In January, I began working in a photography studio: the job involves sweeping the floor, raking the walkway, and answering the phone. But I never tell people that, because that is just not at all impressive. When girls hear “photography studio,” they conjure up very images of extremely artsy guys fiddling with cameras. I never touch cameras.
The moral of this story is, stories depend on moral. It doesn’t matter what the truth really is, because by telling a story correctly, you lose the point of the story. If I want you to think I’m cool, I will tell you I work in a photography studio. It sounds cool. But I will not tell the full truth, omitting certain parts to assure that I can retain the bigger truth: it’s a cool job.

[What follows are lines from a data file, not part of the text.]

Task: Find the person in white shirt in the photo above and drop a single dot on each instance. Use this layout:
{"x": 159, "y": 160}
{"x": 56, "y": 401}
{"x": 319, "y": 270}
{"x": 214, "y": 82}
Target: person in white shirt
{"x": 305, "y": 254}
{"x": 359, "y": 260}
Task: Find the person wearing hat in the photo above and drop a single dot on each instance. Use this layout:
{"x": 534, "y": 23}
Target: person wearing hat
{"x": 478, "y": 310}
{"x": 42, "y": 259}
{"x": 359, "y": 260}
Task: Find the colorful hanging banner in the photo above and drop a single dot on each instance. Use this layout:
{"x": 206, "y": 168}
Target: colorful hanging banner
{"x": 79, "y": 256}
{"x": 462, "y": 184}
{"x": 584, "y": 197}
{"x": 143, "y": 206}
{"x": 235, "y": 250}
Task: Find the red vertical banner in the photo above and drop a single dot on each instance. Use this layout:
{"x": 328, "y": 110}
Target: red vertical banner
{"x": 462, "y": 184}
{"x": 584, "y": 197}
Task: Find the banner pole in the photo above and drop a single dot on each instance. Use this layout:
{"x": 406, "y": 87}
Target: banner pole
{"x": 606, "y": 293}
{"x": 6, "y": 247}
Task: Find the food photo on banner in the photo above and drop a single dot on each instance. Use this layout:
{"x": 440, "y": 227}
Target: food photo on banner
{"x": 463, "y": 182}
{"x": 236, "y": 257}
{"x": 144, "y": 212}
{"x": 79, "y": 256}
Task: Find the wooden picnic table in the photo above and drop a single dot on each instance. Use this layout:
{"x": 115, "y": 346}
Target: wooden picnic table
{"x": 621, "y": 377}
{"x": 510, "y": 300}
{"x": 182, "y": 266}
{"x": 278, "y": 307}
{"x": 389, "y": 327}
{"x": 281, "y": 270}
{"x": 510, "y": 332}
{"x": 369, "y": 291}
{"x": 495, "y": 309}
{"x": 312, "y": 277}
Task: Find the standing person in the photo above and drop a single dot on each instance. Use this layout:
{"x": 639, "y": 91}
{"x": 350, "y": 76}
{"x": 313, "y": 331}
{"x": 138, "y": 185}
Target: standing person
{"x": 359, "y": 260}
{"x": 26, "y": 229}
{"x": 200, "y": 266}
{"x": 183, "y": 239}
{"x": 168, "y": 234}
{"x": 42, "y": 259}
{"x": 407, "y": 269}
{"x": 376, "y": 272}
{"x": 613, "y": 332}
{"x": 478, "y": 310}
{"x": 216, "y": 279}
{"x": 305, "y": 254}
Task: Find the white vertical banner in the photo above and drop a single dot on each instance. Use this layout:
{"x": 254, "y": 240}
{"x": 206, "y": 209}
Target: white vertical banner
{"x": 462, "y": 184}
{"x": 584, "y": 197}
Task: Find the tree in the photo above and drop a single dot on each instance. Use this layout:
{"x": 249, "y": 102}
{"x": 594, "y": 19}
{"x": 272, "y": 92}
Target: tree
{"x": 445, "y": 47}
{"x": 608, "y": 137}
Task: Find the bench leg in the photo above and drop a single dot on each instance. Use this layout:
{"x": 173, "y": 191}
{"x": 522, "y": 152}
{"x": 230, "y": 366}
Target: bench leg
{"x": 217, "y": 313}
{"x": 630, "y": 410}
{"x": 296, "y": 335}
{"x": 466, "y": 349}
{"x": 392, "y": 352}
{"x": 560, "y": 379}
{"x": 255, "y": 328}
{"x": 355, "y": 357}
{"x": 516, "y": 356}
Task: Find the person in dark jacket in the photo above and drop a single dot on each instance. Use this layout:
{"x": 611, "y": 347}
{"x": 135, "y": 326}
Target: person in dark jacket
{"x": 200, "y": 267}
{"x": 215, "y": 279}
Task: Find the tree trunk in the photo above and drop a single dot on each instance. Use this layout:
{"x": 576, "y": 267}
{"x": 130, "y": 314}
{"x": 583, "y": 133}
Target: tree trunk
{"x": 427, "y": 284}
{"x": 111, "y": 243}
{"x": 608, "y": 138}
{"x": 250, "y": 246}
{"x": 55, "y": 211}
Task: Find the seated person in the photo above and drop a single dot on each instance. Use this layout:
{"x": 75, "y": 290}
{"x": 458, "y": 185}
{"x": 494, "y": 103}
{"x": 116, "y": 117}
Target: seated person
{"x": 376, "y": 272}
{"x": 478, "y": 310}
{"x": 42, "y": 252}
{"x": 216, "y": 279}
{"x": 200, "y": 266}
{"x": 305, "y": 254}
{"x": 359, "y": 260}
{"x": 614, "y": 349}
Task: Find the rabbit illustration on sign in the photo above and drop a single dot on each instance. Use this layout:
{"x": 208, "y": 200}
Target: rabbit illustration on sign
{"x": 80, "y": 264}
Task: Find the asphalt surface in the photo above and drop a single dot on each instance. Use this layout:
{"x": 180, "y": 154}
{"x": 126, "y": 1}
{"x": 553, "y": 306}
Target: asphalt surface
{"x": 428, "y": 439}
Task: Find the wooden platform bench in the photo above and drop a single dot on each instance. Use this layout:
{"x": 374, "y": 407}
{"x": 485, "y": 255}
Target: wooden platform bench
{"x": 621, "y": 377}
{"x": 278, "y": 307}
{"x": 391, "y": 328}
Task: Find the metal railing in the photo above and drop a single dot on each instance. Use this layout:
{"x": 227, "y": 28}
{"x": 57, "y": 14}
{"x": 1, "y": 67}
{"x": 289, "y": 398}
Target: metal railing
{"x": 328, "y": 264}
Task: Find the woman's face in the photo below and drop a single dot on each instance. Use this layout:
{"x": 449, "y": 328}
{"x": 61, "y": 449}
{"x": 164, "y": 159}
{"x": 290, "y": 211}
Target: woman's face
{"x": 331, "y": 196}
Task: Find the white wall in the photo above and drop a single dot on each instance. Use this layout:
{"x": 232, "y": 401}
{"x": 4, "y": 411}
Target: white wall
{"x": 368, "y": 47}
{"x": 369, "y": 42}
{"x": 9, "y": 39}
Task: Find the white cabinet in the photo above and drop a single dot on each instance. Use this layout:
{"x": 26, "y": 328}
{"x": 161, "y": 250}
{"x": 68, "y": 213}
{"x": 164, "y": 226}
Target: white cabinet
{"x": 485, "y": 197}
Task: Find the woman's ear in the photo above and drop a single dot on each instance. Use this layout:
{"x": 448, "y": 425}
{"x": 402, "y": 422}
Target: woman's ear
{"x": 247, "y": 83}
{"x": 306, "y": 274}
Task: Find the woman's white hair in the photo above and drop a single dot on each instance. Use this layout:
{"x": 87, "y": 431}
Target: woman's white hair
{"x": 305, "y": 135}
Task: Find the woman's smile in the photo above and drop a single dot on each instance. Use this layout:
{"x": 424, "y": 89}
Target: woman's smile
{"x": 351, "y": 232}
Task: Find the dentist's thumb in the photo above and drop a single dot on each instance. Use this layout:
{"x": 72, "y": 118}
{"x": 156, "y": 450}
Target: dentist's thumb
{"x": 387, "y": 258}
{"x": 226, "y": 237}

Being a writer or blogger or poet works much the same way. When some people tell others that they want to be an author, they often apologize and say, “Well, it’s just a hobby.” They say, “Well, I haven’t published anything, but—I’m trying.”
Don’t apologize for your art. If you are working, you are working. To be an author, yes, you need to publish something. But to be a writer, write. To be a poet, write poetry and perform. To be an actor, act. Don’t tell people the grisly truth of an artist’s life: that you perhaps live in the empty storeroom of a bankrupt liquor store. Instead say, “I’m an artist.” A writer. A blogger. A sculptor. Whatever.
Any way you tell a story, it’s best to leave out the hard parts of the truth. People try to “break” the truth to me a lot about being a writer whenever I gush about how much I love it. Frankly, my dear, I don’t give a damn.
I will write, and when I talk about writing, I will talk about in the most romantic light. Because the truth is less impressive. I’ve sold one poem through a contest, and it’ll be published in an anthology. That’s basically all I’ve ever done professionally, but that’s not the point. I can instead say that next Wednesday I will be the MC at an open mic in Augusta, at the amphitheatre on the boardwalk. (Be there.) Why? Because it sounds so much cooler.
If anyone asks, I don’t say, “I’m basically a janitor.” No, that would be utterly unimpressive. Because really, I work in a photography studio. And maybe that makes me look like I know what I’m doing, like I have some sort of professional background.
Take my word on this: being a poet can be very impressive, if you allow it to be.